Business and Cultural Development Centre – KEPA (Greece), Estonian Design Centre and PDR’s Design & Innovation Policy Team peer reviewed co-creation approaches to setting up a solution that addresses a local challenge, satisfying the affected target group, capitalizing the expertise of the innovative SMEs of the region/country and enabling local authorities both improve the use of public money and raise their citizens’ satisfaction rates.
Based on the identified good practices and through a remote co-creation process, the partnership developed a design-led methodology for solving local challenges with engagement of the community and SMEs. The process emphasizes the importance of the preparatory phase – identifying and clearly articulating the issue to be addressed and well as getting on board all relevant stakeholders. The methodology was tested in Thessaloniki by the lead partner KEPA. Together with a civil society organisation - Social Dynamo, a joint initiative of the Bodossaki Foundation and the City of Athens, they decided to direct the urban social challenge towards the empowerment of civil society organizations (CSOs) in Thessaloniki. KEPA and Social Dynamo brought together CSOs and SMEs in a series of online workshops called the Super CitizenS(ME) Lab. They were working together to propose potential and viable social impact projects that could be delivered in collaboration between the parties. These workshops demonstrate that the innovative capability within SMEs can be redirected towards positive social impact, and that Design Thinking activities present a useful approach in stimulating the required activity.
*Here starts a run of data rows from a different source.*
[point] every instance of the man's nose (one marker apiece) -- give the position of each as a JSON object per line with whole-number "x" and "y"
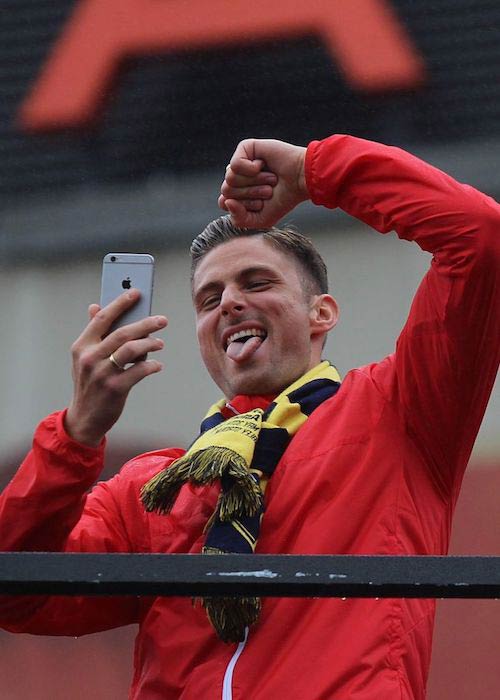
{"x": 232, "y": 300}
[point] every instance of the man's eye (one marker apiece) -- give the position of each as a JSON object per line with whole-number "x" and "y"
{"x": 258, "y": 283}
{"x": 210, "y": 302}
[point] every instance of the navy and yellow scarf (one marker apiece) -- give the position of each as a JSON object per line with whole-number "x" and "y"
{"x": 242, "y": 453}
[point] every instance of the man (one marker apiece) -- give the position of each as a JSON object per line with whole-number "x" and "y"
{"x": 372, "y": 467}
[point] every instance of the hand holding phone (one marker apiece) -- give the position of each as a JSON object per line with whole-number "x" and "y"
{"x": 101, "y": 386}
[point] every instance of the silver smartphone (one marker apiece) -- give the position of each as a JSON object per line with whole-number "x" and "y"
{"x": 122, "y": 271}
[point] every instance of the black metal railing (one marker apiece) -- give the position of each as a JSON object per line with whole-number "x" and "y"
{"x": 263, "y": 574}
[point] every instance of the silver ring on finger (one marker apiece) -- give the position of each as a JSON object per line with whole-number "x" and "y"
{"x": 115, "y": 363}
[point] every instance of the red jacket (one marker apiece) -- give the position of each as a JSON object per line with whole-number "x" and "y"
{"x": 375, "y": 470}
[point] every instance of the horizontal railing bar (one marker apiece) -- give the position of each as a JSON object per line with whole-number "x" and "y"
{"x": 23, "y": 573}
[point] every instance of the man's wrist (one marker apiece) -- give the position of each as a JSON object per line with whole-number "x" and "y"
{"x": 76, "y": 432}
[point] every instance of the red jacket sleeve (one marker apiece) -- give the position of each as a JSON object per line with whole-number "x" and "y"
{"x": 46, "y": 508}
{"x": 448, "y": 353}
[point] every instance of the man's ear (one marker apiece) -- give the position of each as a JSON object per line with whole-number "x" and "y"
{"x": 324, "y": 314}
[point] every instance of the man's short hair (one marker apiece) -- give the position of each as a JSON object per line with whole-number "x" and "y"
{"x": 287, "y": 240}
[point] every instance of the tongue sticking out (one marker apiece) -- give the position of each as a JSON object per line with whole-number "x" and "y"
{"x": 239, "y": 352}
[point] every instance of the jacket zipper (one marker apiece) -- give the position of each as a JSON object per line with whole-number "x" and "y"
{"x": 227, "y": 685}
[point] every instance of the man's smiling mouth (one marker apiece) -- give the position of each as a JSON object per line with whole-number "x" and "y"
{"x": 242, "y": 344}
{"x": 244, "y": 335}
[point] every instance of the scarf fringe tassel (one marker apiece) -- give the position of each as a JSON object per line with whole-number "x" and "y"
{"x": 243, "y": 497}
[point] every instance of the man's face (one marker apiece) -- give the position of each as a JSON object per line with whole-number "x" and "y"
{"x": 252, "y": 317}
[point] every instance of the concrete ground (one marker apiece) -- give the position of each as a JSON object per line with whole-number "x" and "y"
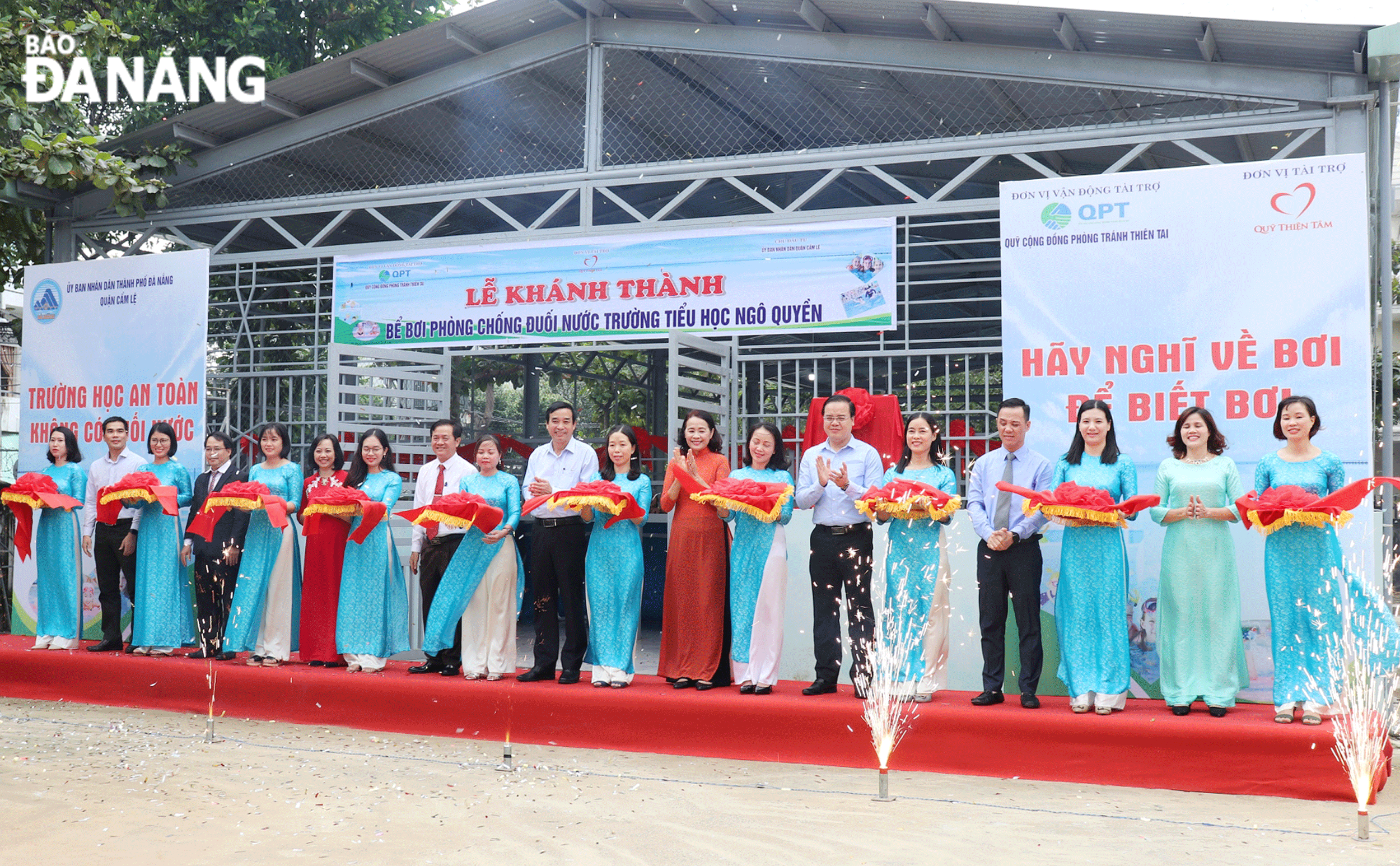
{"x": 93, "y": 784}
This is an important first step in harnessing SME innovative capability for social impact and provides an opportunity for innovation policy that benefits SMEs, CSO and governmental social impact ambitions.
Project activities – the peer-learning process and the pilot action, are documented in the Design Options Paper – that will hopefully serve as an inspiration to other innovation support organisations to activate their SMEs in solving local challenges.